This House of Grief: The Story of a Murder Trial
Page 9
Cindy Gambino listened, leaning forward, her eyes raised to a point on the wall above the jury’s heads. Their faces were inscrutable.
The exhausted King is backing away from this fire hydrant he has set off. ‘Righto mate,’ he says faintly. ‘I’m going. I want to go and sleep. I’m bloody…’
‘Go and sleep,’ says Farquharson. ‘Why are they interviewing you? Just for a character?’
‘Just a character thing, I suppose.’
‘They’re only going to ask you what I was like as a person. All you have to do is say, “I’ve known him for a long time. He’s great with the kids, he done this, he done that.”’

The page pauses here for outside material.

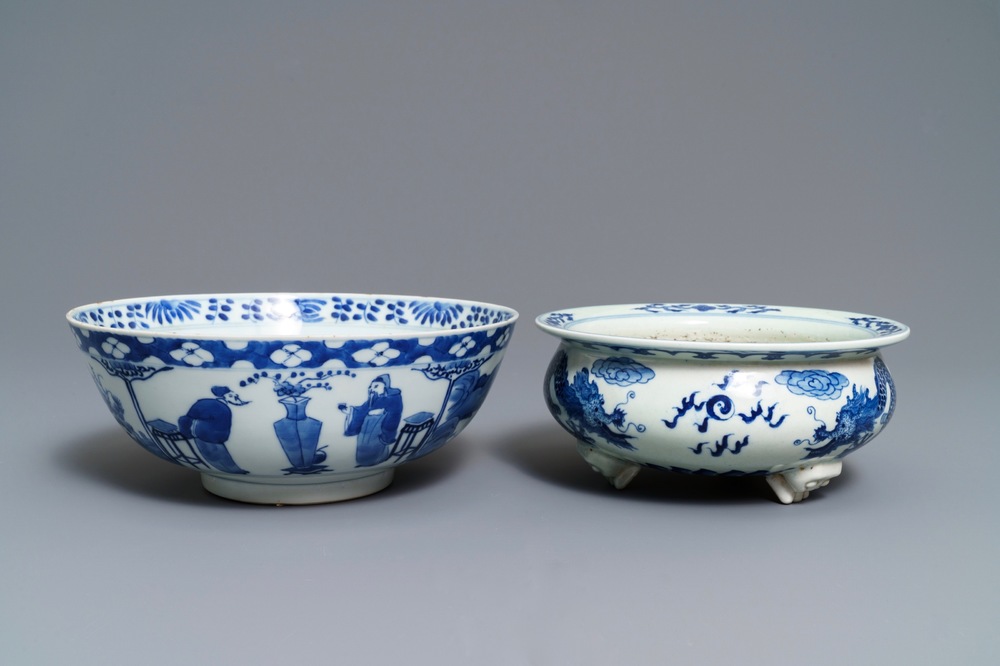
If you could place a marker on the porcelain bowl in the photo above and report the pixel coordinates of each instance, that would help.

‘All right,’ says King. ‘I better get home.’
He jingles his car keys, he must be edging towards the door, but Farquharson bores on.
‘Look, you can say what you want. That’s your business. But if you think negative, you’re going to come across negative.’ He runs King through it one more time: the sports, the karate, the bike rides, kicking the footy, what a good bloke he is. ‘The cops know all that. You’ll be right. Just settle. That’s all they want.’

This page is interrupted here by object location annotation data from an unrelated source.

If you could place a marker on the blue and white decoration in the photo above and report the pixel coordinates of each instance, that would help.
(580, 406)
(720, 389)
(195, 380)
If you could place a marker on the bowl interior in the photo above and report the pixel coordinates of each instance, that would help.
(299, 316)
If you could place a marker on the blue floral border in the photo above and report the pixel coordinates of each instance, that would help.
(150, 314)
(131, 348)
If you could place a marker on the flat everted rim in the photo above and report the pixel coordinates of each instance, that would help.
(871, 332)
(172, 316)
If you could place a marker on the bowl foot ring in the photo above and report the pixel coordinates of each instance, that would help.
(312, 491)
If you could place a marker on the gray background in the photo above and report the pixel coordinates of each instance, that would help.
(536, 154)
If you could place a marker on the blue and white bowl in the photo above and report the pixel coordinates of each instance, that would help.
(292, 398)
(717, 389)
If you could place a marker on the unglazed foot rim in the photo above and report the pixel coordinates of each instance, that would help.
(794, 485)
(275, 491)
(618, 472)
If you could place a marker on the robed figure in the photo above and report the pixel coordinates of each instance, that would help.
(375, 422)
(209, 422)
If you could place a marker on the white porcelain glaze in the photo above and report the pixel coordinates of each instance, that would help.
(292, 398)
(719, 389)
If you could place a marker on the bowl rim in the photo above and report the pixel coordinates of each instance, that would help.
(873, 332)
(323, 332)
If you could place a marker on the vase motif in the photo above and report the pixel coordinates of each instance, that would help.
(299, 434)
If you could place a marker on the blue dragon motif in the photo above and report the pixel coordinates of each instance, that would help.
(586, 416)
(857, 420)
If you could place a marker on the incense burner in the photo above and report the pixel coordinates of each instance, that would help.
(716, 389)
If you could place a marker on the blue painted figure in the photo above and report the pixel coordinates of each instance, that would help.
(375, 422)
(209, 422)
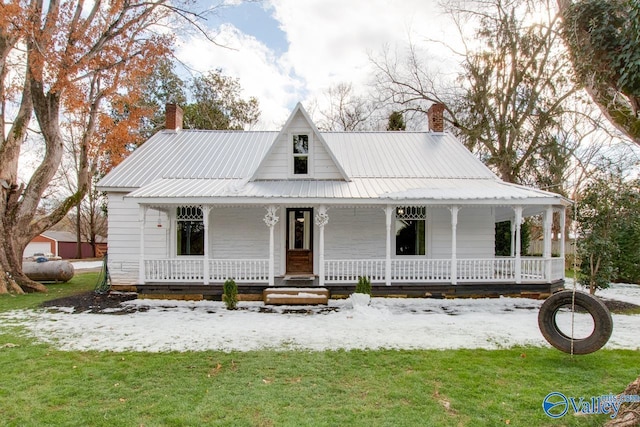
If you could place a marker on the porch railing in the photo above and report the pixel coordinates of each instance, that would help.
(486, 270)
(420, 270)
(192, 270)
(240, 270)
(348, 271)
(174, 270)
(532, 269)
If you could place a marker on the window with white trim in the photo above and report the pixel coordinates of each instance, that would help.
(190, 230)
(411, 230)
(300, 154)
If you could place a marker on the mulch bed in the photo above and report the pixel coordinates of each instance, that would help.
(94, 302)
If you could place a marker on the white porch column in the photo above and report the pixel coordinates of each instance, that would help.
(454, 244)
(322, 219)
(205, 269)
(142, 219)
(518, 222)
(548, 224)
(513, 237)
(389, 211)
(271, 220)
(563, 238)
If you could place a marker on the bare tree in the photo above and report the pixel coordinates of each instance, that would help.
(511, 95)
(55, 58)
(347, 111)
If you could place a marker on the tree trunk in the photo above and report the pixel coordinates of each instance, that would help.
(78, 233)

‘Righto,’ says King. ‘I’ll catch you. See you, Rob.’
A car door slams. A motor turns over.
‘Just leaving now,’ murmurs King. He is already addressing the detectives, waiting for him back at the dark boat ramp.
…
‘My God,’ I whispered to Louise. ‘Is this like something out of Shakespeare? Double falseness?’

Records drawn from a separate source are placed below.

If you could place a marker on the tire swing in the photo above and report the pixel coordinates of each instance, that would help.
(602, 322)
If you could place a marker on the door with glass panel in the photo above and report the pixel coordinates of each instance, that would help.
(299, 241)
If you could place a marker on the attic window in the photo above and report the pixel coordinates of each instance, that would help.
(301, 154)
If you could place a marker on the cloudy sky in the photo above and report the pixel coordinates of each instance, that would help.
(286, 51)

‘Not Shakespeare,’ she hissed. ‘The Sopranos.’
…
King’s recording did not satisfy the Homicide detectives. A month later, on the evening of 13 October 2005, they persuaded him to make a second visit to Farquharson, once again wearing a wire, and press him harder on the details of the fish-and-chip-shop conversation. King, dark-faced with strain, sat next to Detective Sergeant Clanchy behind the bar table while the second tape rolled.
The crunch of boots on gravel announces King’s arrival at Kerri Huntington’s Mount Moriac house, in which Farquharson, after the funeral, had taken refuge from the ravening attention of the media. But when King presents himself at the front door, a little dog explodes into such wild territorial yapping and growling that, in court, Farquharson and his entire family had to smother their fits of laughter. Kerri Huntington heard herself on the tape: ‘Get out, Fox. Get out now!’ She went bright pink and bowed forward in a convulsion. The rest of the court, reminded of the likeable ordinariness of this family, could not help joining in.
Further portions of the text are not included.